Kurdis tells of meeting with Saddam
On Thursday, the first witness, a 57-year-old Kurdish farmer, testified that Saddam aggressively told him to “shut up” when he pleaded for the release of nine relatives who disappeared in an offensive on his northern Iraqi village nearly two decades ago.
“I told Saddam, ’Sir, my family members were arrested,”’ Abdullah Mohammed Hussein recounted.
“Saddam asked me where, and I told him, ’in my village.’ Saddam said, ’Shut up. Your family is gone in the Anfal,”’ Hussein said, referring to Iraq’s 1987-88 campaign to suppress a Kurdish revolt in northern Iraq.
The witness looked anxious as he gave the opening testimony in the fourth court session this week.
Hussein said he had not been shy about arguing with Saddam, whom he had been allowed to see in response to a plea he presented to local authorities in his village.
Speaking in Kurdish through an Arabic translator, Hussein said Saddam told him, “Shut up. Don’t talk anymore. Get out of here.”
“I saluted him, saying, ’Yes, sir.’ And I left. I consoled myself, thinking that Saddam may feel sorry for me and set my family free. I was very sad. But I really hoped he would release them,” Hussein said.

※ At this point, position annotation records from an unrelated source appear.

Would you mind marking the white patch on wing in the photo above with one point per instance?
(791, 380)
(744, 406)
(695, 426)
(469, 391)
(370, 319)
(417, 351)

Previous witnesses said the remains of relatives who went missing during Operation Anfal were found in mass graves several years later. Some recalled how they survived chemical attacks allegedly carried out by Saddam’s regime against the Kurdish population.
Saddam has accused the Kurdish witnesses of trying to sow ethnic division in Iraq by alleging chemical attacks and mass arrests in their villages during a crackdown in the late 1980s.
Saddam and six others, including his cousin “Chemical” Ali al-Majid, have been accused of genocide and other offenses in connection with Operation Anfal.
The prosecution alleges that about 180,000 Kurds died — many of them civilians. Saddam and the others could face death by hanging if convicted.